All'Out Off di Milano rilegge come attore e regista il capolavoro di Shakespeare

Stravagante Amleto di Lorenzo Loris

Da un regista colto e spregiudicato come Lorenzo Loris, premiato lo scorso anno dall'Associazione dei Critici di Teatro, c'era da aspettarsi una regia eversiva di un testo canonico come Amleto. Che Loris, stavolta anche nei panni del pallido principe danese, ha adempiuto col rigore filologico che gli conosciamo pur consapevole di dover combattere da un lato con l'acerbità degli interpreti e dall'altro con la dialettica particolare dello spazio che da anni occupa in prima persona.
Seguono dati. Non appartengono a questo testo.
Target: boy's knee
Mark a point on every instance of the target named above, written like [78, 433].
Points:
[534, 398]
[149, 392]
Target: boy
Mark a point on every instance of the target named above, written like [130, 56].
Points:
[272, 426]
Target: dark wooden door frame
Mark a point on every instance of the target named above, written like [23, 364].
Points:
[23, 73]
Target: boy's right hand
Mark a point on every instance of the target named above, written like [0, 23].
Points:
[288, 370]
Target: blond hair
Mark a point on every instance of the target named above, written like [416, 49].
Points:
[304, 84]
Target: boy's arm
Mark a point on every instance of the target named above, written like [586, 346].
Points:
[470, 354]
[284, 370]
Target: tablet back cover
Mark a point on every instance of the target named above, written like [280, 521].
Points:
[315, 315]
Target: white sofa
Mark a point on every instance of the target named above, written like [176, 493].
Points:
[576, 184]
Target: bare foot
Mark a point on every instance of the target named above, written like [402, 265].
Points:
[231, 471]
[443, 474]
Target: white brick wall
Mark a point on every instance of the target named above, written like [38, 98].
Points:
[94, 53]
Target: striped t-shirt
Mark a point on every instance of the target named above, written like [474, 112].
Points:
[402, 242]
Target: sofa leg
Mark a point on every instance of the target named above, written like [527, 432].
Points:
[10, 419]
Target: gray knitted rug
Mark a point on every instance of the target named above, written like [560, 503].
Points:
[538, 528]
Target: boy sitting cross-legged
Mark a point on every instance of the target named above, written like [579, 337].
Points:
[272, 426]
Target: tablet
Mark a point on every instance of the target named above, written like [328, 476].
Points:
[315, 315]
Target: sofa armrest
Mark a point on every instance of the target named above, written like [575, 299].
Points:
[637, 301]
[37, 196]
Ne è derivato un uso alternativo e sapiente del palco dell'Out Off di Milano stavolta astutamente doppiato dalla calata in platea della corte nella gran scena della recita dei comici ad Elsinore e dal turbolento ingresso dei contendenti in alto sugli spalti (ma dei sedili). Quando Amleto, alle prese con Laerte, giostra nel duello finale a ridosso degli spettatori del teatrino di via Mac Mahon. Stilisticamente, invece, il discorso si fa più complesso. Col bellissimo inizio, doppiato al finale in contrasto con la chiusa abituale del dramma che prevede nel testo l'ingresso pacificante di Fortebraccio. Qui sostituito dalla ripresa dei gridi lancinanti delle guardie in occasione del turno di notte alla torre, quasi a significare non la ripresa delle ostilità da parte del fantasma paterno di Amleto ma piuttosto la circolarità del tempo, incurante della storia come delle leggi orarie della vita.
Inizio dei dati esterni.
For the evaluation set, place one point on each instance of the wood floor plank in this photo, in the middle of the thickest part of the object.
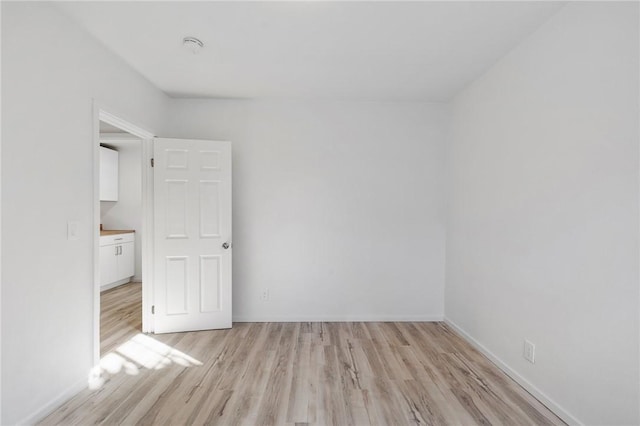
(306, 373)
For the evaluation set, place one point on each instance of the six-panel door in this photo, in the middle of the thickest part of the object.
(192, 223)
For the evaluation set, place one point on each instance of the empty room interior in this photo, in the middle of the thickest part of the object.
(320, 213)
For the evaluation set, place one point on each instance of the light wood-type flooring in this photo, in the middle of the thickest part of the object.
(294, 374)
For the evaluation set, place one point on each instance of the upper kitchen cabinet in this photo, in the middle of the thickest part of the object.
(108, 174)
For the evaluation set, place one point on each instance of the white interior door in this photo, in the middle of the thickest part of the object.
(192, 235)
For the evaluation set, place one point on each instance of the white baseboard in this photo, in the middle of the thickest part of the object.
(56, 402)
(339, 318)
(115, 284)
(528, 386)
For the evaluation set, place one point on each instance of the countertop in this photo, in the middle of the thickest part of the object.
(104, 232)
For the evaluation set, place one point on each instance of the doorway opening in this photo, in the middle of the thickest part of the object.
(122, 223)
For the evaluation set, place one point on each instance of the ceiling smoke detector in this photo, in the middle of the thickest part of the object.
(192, 44)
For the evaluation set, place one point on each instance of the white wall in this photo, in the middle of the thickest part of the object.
(51, 71)
(542, 239)
(338, 206)
(126, 213)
E l'interpretazione? Mentre Loris affronta i dubbi e l'angosciosa opposizione al suo destino di morte giocando a rimpiattino col proprio corpo massiccio qua e là squassato da improvvisi trasalimenti che lo rendono a tratti indifeso come se fosse un bambino pericolosamente cresciuto dentro una corazza che non è di sua pertinenza, gli altri attori giostrano col corpo quasi fosse un ostacolo da abbattere in vista della conquista tragica del ruolo. Esprimendo di se stessi valenze contrastanti e mutevoli. Positive per quanto concerne la vittoriosa conquista di uno stato d'allucinazione come dimostrano con acuta sensibilità i giovani prescelti ad incarnare Laerte ed Ofelia.

Che reagiscono con elusiva grazia e incantevole partecipazione emotiva a un cast più raffazzonato che ispirato i cui minimi sono ahimé da attribuire a quei coetanei del tutto impreparati ad affrontare persone tragiche come Claudio e Gertrude.